Budget 2013: Who has lost the most and the least?

Chart showing impact of tax and benefit changes by income group

The chancellor may find himself looking in the Budget for some extra sources of money for the government, to try to trim its borrowing.

If he does, it would make sense for him to look at who has taken the biggest hit so far.

It is possible to look at the impact of all the measures announced so far covering the period between the government coming to power in 2010 and the end of the tax year 2015-16, as the Institute for Fiscal Studies (IFS) has done, external.

"The chancellor has said that those with the broadest shoulders should bear the biggest burden of any further consolidation," says Paul Johnson, director of the IFS.

Media caption,

Paul Johnson, director of the IFS, says the Budget may target those with the most wealth rather than the highest incomes.
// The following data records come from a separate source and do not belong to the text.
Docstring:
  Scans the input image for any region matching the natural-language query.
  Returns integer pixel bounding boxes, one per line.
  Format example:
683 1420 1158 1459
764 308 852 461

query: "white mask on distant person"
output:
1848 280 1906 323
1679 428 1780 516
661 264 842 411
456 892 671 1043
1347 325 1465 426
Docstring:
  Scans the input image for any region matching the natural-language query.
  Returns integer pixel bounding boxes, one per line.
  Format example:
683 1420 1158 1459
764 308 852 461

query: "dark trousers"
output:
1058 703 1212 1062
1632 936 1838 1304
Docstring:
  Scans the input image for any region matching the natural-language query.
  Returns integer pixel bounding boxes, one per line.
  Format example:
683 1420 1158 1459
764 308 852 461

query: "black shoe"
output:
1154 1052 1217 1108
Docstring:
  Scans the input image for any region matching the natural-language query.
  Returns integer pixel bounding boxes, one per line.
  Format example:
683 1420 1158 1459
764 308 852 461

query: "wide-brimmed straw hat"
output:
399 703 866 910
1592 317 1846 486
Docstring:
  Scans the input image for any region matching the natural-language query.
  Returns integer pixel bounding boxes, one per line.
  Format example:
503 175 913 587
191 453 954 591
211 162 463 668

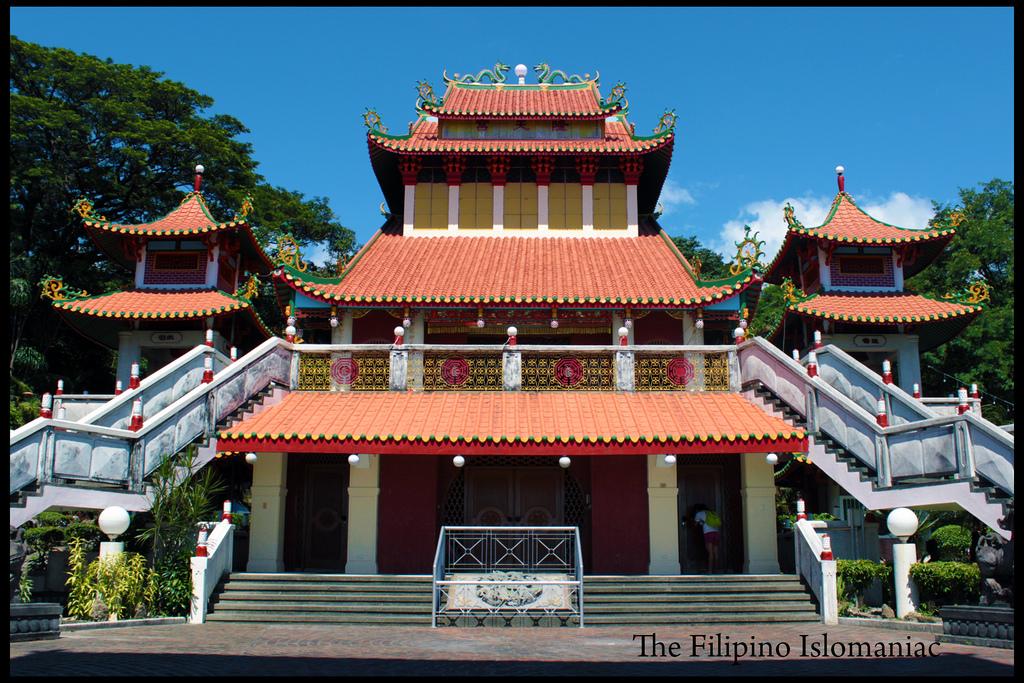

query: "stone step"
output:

"It is fair to say that up till now the highest-income people have, since January 2010, seen the biggest increases in tax, by some considerable distance actually."

Indeed, IFS figures show that taking all the tax and benefit changes announced so far for 2010-16, the people with the top 10% of incomes will see those incomes drop by 7.6% on average.

Those on the highest incomes have been hit by measures such as the loss of the tax-free allowance for people earning above £100,000, loss of child benefit for higher earners and restrictions on how much they can contribute tax-free to their pensions.

In percentage terms they have lost considerably more than the next worst-hit group, which is the poorest 10%, who are expected to see their incomes drop by 4.9%.

So on this analysis, there is little sign of the so-called squeezed middle. Those with incomes above the bottom 10% and below the top 10% have benefited from the increases in the amount they can earn before they have to pay any income tax, even if they have suffered from their wages failing to keep up with rising prices, which is not reflected in these figures.

"If you look at the groups who have been less affected, it is actually those in the upper-middle bits of the distribution, perhaps basic rate taxpayers, where you have a couple who are both earning, particularly those without children," Mr Johnson says.

"They've not been very much affected at all by the tax increases we've seen so far, so he [the chancellor] might decide to go for that group, though electorally that would be difficult."

Households on the lowest incomes have been disproportionally hit by benefits to people of working age and tax credits being raised by less than the rate of inflation.

Of course, income level is not the only way to consider the effects of tax and benefit changes - the IFS also considered types of households.

Clearly it would be tempting to try to get couples with two earners and no children to take on more of the burden, although technically it might be difficult to do so.

In this analysis, pensioners are among the least hit groups, with a single pensioner's income falling an average 2% and a pensioner couple down 2.3%.

There have been calls for wealthy pensioners to be taxed more, although that would also be politically difficult.

Last year, a report from the Free Enterprise Group of Conservative MPs called for ministers to be "brave enough" to tell the wealthiest pensioners that their benefits would be cut.

They suggested doing things such as taxing winter fuel allowance or even removing it from pensioners who are higher-rate taxpayers.

The chancellor may also decide to ignore income and go for a different group instead.

"He may decide to look at those who have got high levels of wealth, which is actually a bit of a different group to those who have high levels of income, so a mansion tax, for example, for those who have very expensive houses, or looking through things like inheritance tax or capital gains tax," Mr Johnson says.

The idea of a tax on properties worth more than £2m came from the Liberal Democrats, although it is not part of the coalition agreement, but it has now been adopted by Labour.

A vote on it was defeated in the Commons last week.

So, the groups hardest hit by changes in taxes and benefits are those with the highest 10% of incomes followed by the lowest 10%.

The hardest hit types of households are those on working-age benefits, with four of the top five categories being households with nobody working.

Pensioners and working households without children have been hit relatively less hard.